‘Popular Mechanics mischaracterizes Wolf Creek Dam,’ says Corps
In Apr. 19 issue, Russell County News
"Fixing the 5736-ft.-long Wolf Creek Dam in Kentucky is one of the highest priorities for the Army Corps of Engineers. Although every dam suffers a degree of seepage, Wolf Creek's limestone foundation has been dissolving at an alarming rate, a problem that was initially detected in 1968–16 years after construction was completed. When the problem was detected again in 2005, the Corps lowered Lake Cumberland and began an ambitious repair effort. But despite the ongoing construction work, the danger of collapse hasn't been significantly reduced, and probably won't be for years–the earliest possible completion date for the work is in 2012. Until then, downstream communities, including Nashville, Tenn. remain at risk." –from Popular Mechanics, May 2008
A May 2008 Popular Mechanics article addressing aging infrastructure mischaracterizes the seepage issues at Wolf Creek Dam, the U.S. Army Corps of Engineers Nashville District stated this week.
The piece, titled “10 Pieces of U.S. Infrastructure We Must Fix Now,” correctly notes Wolf Creek Dam in Russell County, as “one of the highest priorities for the Army Corps of Engineers.” The article, however, presents misconceptions of the nature of the seepage and the reduction of risk through the current repair effort.

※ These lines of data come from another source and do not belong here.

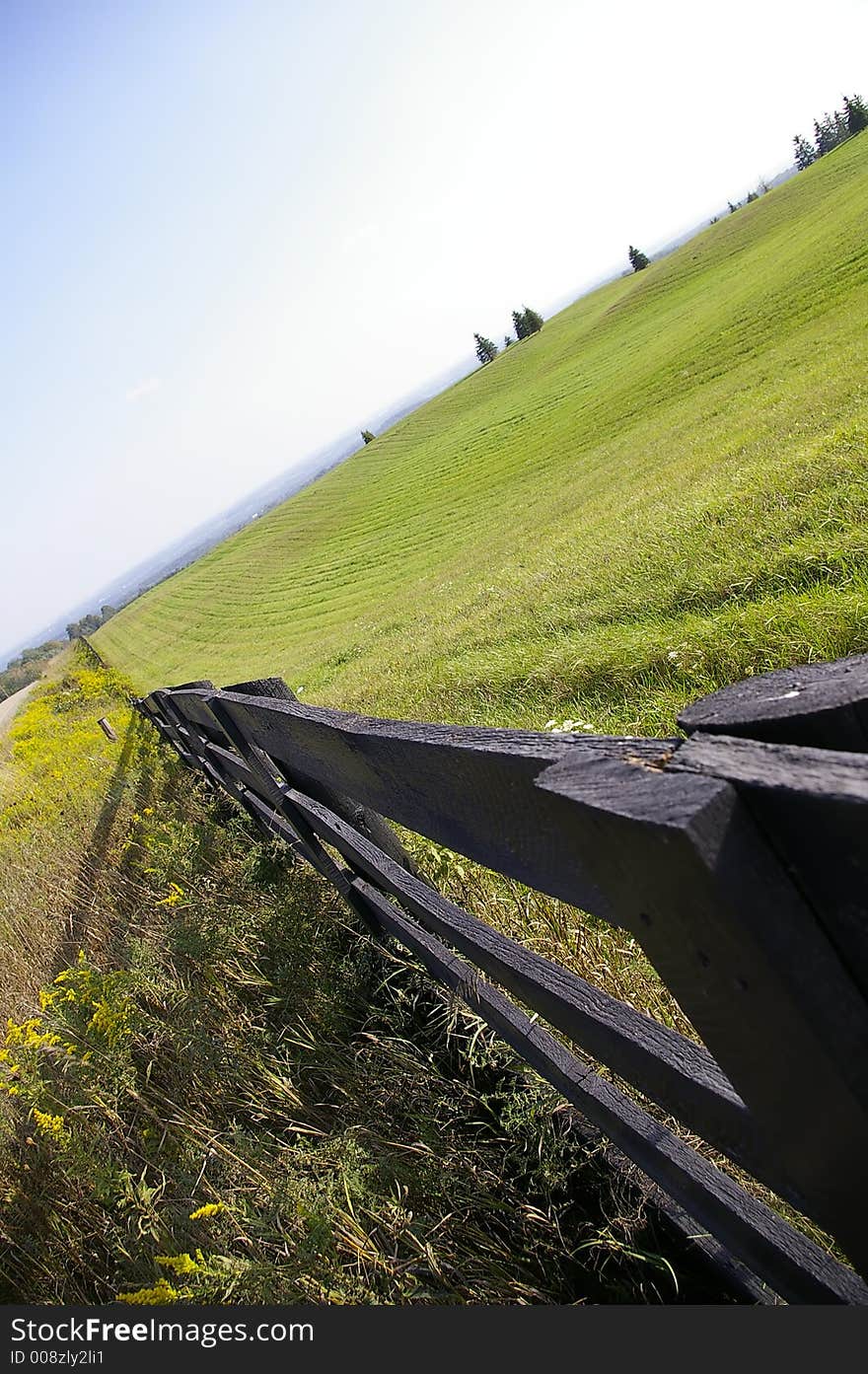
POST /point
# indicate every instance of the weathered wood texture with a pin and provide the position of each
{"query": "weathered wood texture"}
(739, 864)
(822, 705)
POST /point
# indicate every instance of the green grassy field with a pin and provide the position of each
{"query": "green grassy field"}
(661, 492)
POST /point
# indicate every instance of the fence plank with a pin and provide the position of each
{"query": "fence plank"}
(470, 789)
(791, 1265)
(822, 705)
(812, 804)
(727, 930)
(664, 1065)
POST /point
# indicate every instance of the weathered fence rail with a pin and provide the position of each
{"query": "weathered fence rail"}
(738, 857)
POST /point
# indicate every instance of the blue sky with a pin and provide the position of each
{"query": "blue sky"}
(233, 231)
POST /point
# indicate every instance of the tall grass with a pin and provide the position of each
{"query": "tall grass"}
(226, 1093)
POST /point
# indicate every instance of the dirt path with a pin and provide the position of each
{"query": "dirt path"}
(13, 703)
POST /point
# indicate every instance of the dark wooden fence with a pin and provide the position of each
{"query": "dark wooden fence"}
(738, 859)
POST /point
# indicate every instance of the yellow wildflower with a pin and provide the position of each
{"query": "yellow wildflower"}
(163, 1292)
(47, 1122)
(209, 1209)
(174, 898)
(181, 1263)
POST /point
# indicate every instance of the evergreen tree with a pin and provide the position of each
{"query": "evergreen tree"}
(839, 121)
(486, 352)
(856, 112)
(518, 325)
(804, 153)
(826, 135)
(533, 322)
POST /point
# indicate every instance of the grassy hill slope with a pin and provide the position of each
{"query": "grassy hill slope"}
(662, 490)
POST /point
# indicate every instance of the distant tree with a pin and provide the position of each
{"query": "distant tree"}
(856, 112)
(533, 322)
(839, 122)
(486, 352)
(826, 135)
(804, 153)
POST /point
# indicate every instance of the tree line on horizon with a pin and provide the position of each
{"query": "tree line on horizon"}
(832, 131)
(28, 665)
(525, 324)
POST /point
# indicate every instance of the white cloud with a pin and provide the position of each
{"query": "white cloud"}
(146, 388)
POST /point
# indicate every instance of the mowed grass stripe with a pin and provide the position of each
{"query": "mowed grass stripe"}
(660, 492)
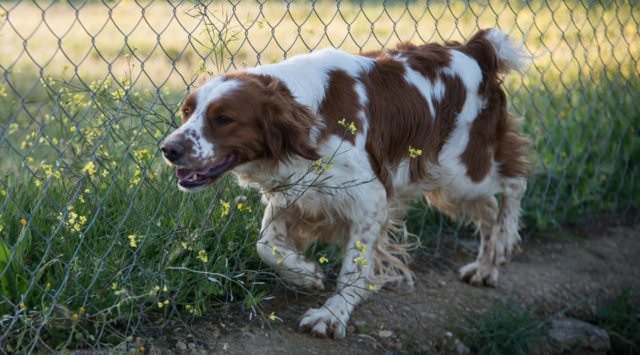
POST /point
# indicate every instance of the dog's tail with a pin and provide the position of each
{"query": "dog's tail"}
(496, 52)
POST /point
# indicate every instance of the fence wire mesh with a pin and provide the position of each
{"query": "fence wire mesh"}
(98, 244)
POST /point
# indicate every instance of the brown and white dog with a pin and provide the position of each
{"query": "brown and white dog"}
(339, 144)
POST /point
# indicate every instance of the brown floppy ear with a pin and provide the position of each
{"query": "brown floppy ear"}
(286, 125)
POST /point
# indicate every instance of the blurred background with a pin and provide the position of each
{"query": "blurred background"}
(97, 243)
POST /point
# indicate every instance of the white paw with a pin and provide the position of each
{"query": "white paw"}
(479, 274)
(323, 322)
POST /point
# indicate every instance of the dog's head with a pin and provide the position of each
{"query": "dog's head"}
(233, 120)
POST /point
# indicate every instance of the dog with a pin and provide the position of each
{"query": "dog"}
(340, 144)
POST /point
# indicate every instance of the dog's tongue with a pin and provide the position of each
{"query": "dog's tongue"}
(183, 174)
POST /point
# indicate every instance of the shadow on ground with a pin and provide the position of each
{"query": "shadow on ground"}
(560, 272)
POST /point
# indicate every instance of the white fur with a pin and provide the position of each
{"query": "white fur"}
(307, 75)
(423, 85)
(341, 199)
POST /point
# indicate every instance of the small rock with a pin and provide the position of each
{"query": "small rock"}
(461, 348)
(573, 334)
(385, 333)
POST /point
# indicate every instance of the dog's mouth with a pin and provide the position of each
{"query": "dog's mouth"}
(192, 178)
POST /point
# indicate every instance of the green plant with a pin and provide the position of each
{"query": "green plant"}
(503, 329)
(620, 317)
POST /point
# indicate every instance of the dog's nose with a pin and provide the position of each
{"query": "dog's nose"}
(172, 150)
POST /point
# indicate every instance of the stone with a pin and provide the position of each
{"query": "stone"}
(568, 334)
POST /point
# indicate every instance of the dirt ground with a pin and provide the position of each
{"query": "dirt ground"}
(564, 270)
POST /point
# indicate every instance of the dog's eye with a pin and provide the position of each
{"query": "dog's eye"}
(223, 120)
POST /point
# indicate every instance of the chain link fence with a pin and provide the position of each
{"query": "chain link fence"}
(97, 243)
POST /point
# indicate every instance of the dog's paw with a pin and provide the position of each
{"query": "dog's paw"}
(323, 323)
(479, 274)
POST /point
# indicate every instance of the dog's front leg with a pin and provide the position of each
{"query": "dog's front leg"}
(354, 281)
(278, 250)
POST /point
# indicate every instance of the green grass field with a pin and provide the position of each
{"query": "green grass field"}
(96, 240)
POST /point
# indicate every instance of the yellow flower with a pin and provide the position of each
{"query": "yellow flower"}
(202, 256)
(360, 261)
(414, 152)
(89, 168)
(242, 207)
(133, 242)
(349, 126)
(373, 288)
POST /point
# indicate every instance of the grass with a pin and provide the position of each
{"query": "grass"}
(620, 317)
(503, 329)
(98, 244)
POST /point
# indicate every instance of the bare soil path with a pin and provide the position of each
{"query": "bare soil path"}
(564, 270)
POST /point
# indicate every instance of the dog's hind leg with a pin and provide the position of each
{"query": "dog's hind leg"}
(279, 251)
(498, 247)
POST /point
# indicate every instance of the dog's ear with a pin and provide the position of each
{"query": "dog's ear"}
(286, 124)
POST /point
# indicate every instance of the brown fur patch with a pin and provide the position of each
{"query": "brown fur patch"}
(493, 133)
(399, 115)
(427, 59)
(265, 121)
(341, 101)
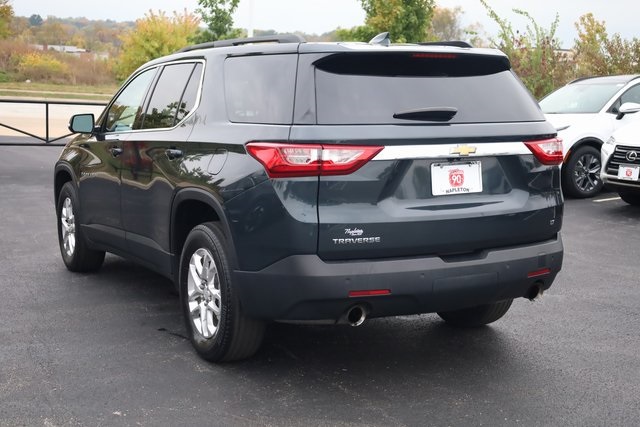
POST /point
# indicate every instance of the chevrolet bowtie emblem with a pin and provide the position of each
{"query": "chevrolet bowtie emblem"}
(463, 150)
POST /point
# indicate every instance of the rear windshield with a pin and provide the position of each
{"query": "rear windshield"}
(372, 88)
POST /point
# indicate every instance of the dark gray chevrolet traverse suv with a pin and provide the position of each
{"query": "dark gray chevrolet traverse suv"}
(320, 183)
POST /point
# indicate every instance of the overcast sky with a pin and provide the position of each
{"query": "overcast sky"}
(319, 16)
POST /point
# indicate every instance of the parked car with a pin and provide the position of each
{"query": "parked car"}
(621, 160)
(586, 112)
(277, 180)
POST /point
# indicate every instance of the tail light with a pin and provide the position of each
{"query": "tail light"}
(548, 151)
(284, 160)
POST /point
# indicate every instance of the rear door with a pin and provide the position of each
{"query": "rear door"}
(453, 176)
(100, 178)
(153, 158)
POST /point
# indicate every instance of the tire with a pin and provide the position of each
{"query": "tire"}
(73, 247)
(632, 198)
(215, 324)
(581, 173)
(476, 316)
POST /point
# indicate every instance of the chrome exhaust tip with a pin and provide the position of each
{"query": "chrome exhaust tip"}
(356, 315)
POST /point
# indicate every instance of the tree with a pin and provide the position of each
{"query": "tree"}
(35, 20)
(6, 15)
(406, 20)
(598, 54)
(445, 24)
(535, 53)
(51, 32)
(154, 36)
(218, 16)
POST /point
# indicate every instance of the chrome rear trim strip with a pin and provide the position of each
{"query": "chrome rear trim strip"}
(448, 151)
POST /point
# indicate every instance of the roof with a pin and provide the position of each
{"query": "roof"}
(618, 79)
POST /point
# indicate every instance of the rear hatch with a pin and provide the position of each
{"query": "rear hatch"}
(451, 174)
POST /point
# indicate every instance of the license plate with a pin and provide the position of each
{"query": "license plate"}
(628, 172)
(456, 178)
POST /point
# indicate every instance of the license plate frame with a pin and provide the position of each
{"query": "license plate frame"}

Popular Mechanics mistakenly claims the “limestone foundation is dissolving at an alarming rate.” “The limestone is not dissolving at an alarming rate,” states Jody Stanton, Chief Geologist of the Nashville District.
According to Stanton, the cracks and caves in the limestone foundation have developed over many thousands of years and are preexisting. HE said the current seepage problem at Wolf Creek is due to water moving through those cracks and caves and washing out the clay which fills those preexisting cavities.
The article further suggests seepage at Wolf Creek Dam was not detected until 2005.
As Stanton explains, the seepage increase is being inferred from trends in instrumentation data, collected over a period of many years.
The aggressive repair work, Stanton states, “was initiated in anticipation of worsening conditions and the possibility that, undetected, more serious situations exist, not a sudden realization in 2005.”
The drawdown of Lake Cumberland in 2005 was implemented to reduce risk while construction is completed, he added.
Popular Mechanics is also in error in stating grouting operations at the project have not significantly reduced the danger of collapse, he explained. Wolf Creek Dam is stable, and instrumentation shows the foundation is improving every day, according to the Corps.
Grout is being pumped into the foundation, and according to Stanton, the “work is producing demonstrable improvements in the foundation conditions and the dam’s performance,” Stanton said.
Construction work will likely continue into 2012, as Popular Mechanics correctly states, in order to bring Wolf Creek Dam to an acceptable level of risk. However, interim risk reduction measures such as grouting and lowering Lake Cumberland have already greatly reduced the risk of a dam failure.
Stanton reminds that risk is inherent in relying on any structure, and that “managing that risk and keeping it to a tolerable level is an ongoing focus for any responsible society.”
An editor for Popular Mechanics assured a Corps spokesperson today they intended no harm with the article and were attempting to characterize the problem accurately.
The magazine welcomed a letter of clarification from the Corps, to be printed in the July issue.